The numbers reveal the story for RIOT. At the end of 2021, the company operated 30,907 miners with a 3.1 Exahash per second (EH/s), a 444% increase in capacity over the prior year.

Moreover, the company estimates to reach an aggregate BTC mining hash rate capacity of 12.8 EH/S in January 2023. Revenue jumped 16x to $213.2 million in 2021 and is estimated to grow to ~$721 million over the next two years.

If a company increases its top line without consequent gains in its bottom line, then it destroys value for investors. RIOT scores positively on this count, with a near 50% decrease in net loss reported for 2021. Additionally, the company witnessed a 1,437% gain in its mining revenues during this period.

RIOT held 4,884 BTC at the end of 2021 versus only 1,078 BTC for the prior year.
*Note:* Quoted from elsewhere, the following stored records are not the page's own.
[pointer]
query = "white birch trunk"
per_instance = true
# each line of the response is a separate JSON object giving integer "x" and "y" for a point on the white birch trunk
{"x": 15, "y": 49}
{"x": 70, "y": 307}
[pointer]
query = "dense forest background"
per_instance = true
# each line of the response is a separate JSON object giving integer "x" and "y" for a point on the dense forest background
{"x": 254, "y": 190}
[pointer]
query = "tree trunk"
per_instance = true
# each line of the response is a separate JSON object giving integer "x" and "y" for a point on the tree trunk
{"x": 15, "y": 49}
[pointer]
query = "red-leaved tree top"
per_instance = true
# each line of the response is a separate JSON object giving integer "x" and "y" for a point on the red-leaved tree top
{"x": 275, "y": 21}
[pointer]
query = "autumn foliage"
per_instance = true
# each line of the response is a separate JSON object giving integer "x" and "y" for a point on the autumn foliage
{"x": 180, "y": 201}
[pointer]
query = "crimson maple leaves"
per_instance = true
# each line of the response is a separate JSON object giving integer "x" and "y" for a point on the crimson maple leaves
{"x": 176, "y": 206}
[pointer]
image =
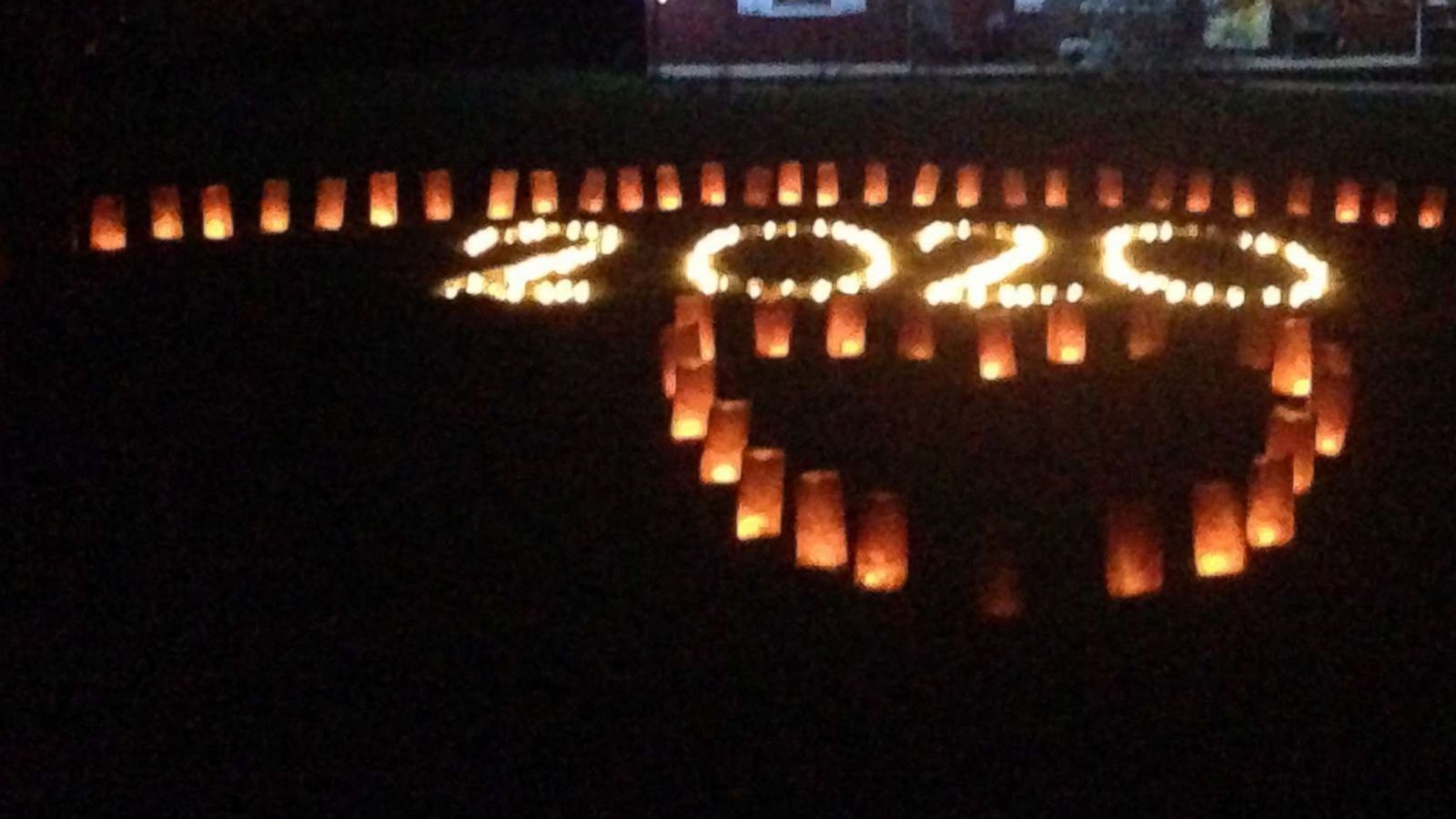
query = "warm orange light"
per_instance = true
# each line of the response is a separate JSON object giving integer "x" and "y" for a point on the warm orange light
{"x": 1332, "y": 404}
{"x": 167, "y": 213}
{"x": 1300, "y": 196}
{"x": 439, "y": 196}
{"x": 1147, "y": 329}
{"x": 819, "y": 522}
{"x": 692, "y": 401}
{"x": 1200, "y": 191}
{"x": 926, "y": 186}
{"x": 1056, "y": 194}
{"x": 593, "y": 196}
{"x": 1110, "y": 187}
{"x": 791, "y": 184}
{"x": 630, "y": 189}
{"x": 543, "y": 193}
{"x": 774, "y": 329}
{"x": 1135, "y": 550}
{"x": 1161, "y": 193}
{"x": 844, "y": 327}
{"x": 1067, "y": 334}
{"x": 968, "y": 186}
{"x": 328, "y": 213}
{"x": 695, "y": 309}
{"x": 883, "y": 544}
{"x": 1433, "y": 208}
{"x": 1218, "y": 530}
{"x": 826, "y": 184}
{"x": 1271, "y": 503}
{"x": 1385, "y": 206}
{"x": 997, "y": 584}
{"x": 1245, "y": 197}
{"x": 681, "y": 349}
{"x": 1257, "y": 341}
{"x": 916, "y": 339}
{"x": 1292, "y": 435}
{"x": 761, "y": 494}
{"x": 757, "y": 188}
{"x": 1293, "y": 369}
{"x": 383, "y": 200}
{"x": 877, "y": 184}
{"x": 274, "y": 213}
{"x": 1014, "y": 187}
{"x": 713, "y": 184}
{"x": 217, "y": 213}
{"x": 108, "y": 225}
{"x": 1347, "y": 203}
{"x": 723, "y": 448}
{"x": 501, "y": 200}
{"x": 669, "y": 188}
{"x": 996, "y": 346}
In periods of an upswing in cryptocurrency prices, the value of this ever-increasing horde is expected to benefit the company. 

Additionally, RIOT also hosts BTC mining equipment for institutional clients. Another key positive is RIOT’s development of a 200MW immersion-cooling tech at its Whinstone facility.

This, according to the company, is, “The Bitcoin mining industry’s first industrial-scale immersion-cooled deployment of Bitcoin mining hardware.” Operational benefits of the move include longer machine lifespan and lower maintenance requirements, along with higher hash rates and increased application-specific integrated circuit (ASIC) performance.

A gross margin of 61.5% comfortably beats the industry median figure of 49.5%. The company is heavily investing in its infrastructure as shown by its CAPEX-to-Sales ratio of 197.9%, which indicates that RIOT is investing ~$2 for every $1 it generates from sales. Conversely, the median industry figure is 2.2%.

RIOT’s share price has jumped 33.5% over the past month. H.C. Wainwright’s Kevin Dede sees a further 117.4% upside in the stock. The analyst has reiterated a Buy rating on RIOT alongside a price target of $50.

Analysts on the Street are inclined towards the stock with a Strong Buy, based on seven Buys and 1 Hold. The average Riot price target of $44.25 implies 92.39% upside potential.

HIVE Blockchain

Canadian crypto miner, HIVE Blockchain operates across Canada, Sweden, and Iceland. In its most recent third-quarter report, the company recorded a nearly 4x jump in revenue over the prior-year period. At the end of the quarter, HIVE held a total of 1,813 BTC and 23,290 Ethereum (ETH-USD) worth $168 million.

The company has been prudent in its capital allocation strategy. HIVE CFO, Darcy Daubaras, said, “A year ago, we made the conscious decision not to sell our mined cryptocurrency or undertake expensive financing when brokers were offering capital at 20% discounts or encouraging us to borrow against our BTC and ETH assets at a 12% cost of capital. HIVE’s modest equity fundings were done at prevailing market prices or premiums to the stock price, and this has helped us generate the highest robust returns on invested capital relative to our peers.”

This increase in revenue reflects higher crypto prices, increased BTC production due to HIVE’s Quebec and Atlantic facility acquisitions, and the addition of new miners.  In February, the company had 1.9 Exahash of bitcoin mining capacity and increased its ETH mining capacity to 4.88 Terahash from 4.56 Terahash.

HIVE’s gross margin of 86.4% is superior to RIOT. Additionally, HIVE is already profitable with a net margin of 79.2%, which far outperforms the industry median of 5.7%.

Although HIVE’s CAPEX-to-Sales ratio of 98.7% is pretty high, RIOT seems to be more aggressive in its technology and infrastructure investments, which are precursors to future revenue growth.

While HIVE’s stock price has gained 11% over the past month, Stifel Nicolaus analyst Suthan Sukumar sees a further 65.2% upside potential in the stock. The analyst has initiated coverage on the stock with a price target of $3.75.

Analysts on the Street are inclined towards the stock with a Strong Buy, based on three Buys. The average HIVE price target of $3.85 implies % upside potential.

Closing Note

Analysts see higher potential in RIOT among the two names. Nonetheless, both the miners allow investors to invest in the crypto space with potential growth on offer. As the world slowly but surely embraces crypto, these two names stand to gain.